The reporter has only provided limited information, and therefore, to some extent, the reason for the deflection can only be surmised. A recorded deflection of 55mm at the quarter point, under the wet concrete load, is indeed excessive.

The standard clearance around a bolt hole is (usually) 2mm, although this can be more for larger diameter bolts. For beam connections carrying moment with standard dimension tolerance bolt holes, and a set-up gap between beam segments, the connection can act as a pin if the bolts slip until the slack is taken up. This may account for the increase in the gap between the bottom flanges observed by the reporter. Thus, the angular distortion capable of occurring at the joint is proportional to the amount of bolt slippage. It is also possible that some deformation of the connecting plates could have occurred which would increase the rotation further.

With the use of laser-controlled machines commonplace in steelwork fabrication, the dimensional control of bolt holes in steelwork can be very accurate. Therefore, the potential for bolt slippage, and its impact on serviceability limit state design, must be considered for critical connections.

The designer should consider if non-slip bolts, such as High Strength Friction Grip (HSFG) or Tension Control (TC) Bolts, are required within any joint to prevent rotation or movement. The reporter is correct to suggest that additional considerations should have been given when designing these critical connections. A computer design would not have solved this problem; the likely error is one of concept, not numbers. The concept, which assumed no slip, was poor and on-site this was exacerbated because the problem was repeated over five floors.
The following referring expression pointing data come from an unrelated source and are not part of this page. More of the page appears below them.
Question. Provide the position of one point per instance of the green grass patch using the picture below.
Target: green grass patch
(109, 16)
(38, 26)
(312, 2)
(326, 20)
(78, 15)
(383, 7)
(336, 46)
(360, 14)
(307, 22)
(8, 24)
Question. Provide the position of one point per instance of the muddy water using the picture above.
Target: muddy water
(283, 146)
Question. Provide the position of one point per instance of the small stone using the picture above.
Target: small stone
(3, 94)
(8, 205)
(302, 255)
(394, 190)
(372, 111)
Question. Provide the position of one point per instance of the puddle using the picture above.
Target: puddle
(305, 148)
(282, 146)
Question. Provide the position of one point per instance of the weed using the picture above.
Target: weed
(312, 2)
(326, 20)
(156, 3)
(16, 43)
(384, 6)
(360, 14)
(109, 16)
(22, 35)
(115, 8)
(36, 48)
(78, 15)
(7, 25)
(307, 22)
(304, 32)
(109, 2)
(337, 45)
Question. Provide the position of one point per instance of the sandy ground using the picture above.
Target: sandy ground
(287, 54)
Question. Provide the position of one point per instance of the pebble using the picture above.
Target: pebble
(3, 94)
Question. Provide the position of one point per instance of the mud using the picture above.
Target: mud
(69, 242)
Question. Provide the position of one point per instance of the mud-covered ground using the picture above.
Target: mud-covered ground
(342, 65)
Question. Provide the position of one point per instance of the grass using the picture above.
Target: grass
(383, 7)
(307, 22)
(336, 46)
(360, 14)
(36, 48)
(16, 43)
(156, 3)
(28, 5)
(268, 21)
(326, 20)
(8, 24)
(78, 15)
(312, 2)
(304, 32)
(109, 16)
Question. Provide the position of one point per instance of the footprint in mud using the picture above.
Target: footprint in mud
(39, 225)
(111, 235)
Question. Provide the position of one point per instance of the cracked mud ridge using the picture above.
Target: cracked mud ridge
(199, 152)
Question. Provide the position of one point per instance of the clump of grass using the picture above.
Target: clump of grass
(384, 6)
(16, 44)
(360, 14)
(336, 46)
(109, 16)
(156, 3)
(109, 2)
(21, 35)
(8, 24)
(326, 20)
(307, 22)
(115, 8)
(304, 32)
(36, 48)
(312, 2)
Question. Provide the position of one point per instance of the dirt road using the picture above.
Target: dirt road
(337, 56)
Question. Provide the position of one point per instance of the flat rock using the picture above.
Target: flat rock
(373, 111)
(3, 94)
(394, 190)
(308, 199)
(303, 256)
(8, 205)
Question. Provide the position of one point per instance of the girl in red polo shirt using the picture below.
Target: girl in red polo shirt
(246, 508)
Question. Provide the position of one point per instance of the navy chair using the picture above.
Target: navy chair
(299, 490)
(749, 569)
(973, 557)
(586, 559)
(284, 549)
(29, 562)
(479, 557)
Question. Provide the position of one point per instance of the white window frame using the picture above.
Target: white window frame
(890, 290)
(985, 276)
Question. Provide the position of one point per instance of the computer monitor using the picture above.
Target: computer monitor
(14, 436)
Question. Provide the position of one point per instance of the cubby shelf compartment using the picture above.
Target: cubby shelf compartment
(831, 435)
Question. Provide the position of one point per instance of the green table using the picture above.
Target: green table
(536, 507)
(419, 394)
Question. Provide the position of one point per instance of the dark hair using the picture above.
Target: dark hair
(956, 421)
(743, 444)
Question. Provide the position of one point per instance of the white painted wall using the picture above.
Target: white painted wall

the concept was poor and on-site this was exacerbated because the problem was repeated over five floors

How the remedial solution was designed, and its overall purpose, cannot be determined from the information provided. Additional concrete may have been poured during construction to make up a level surface following the beam deflection, thereby increasing the required ultimate load to be carried by the connection. The connection may also have been found to be under-designed following back-checks after the deflection was observed. Clearly, any strengthening works employed needed to be installed in-situ with respect to the site constraints and the existing connecting plates and bolts, thereby leading to a somewhat unusual final connection detail.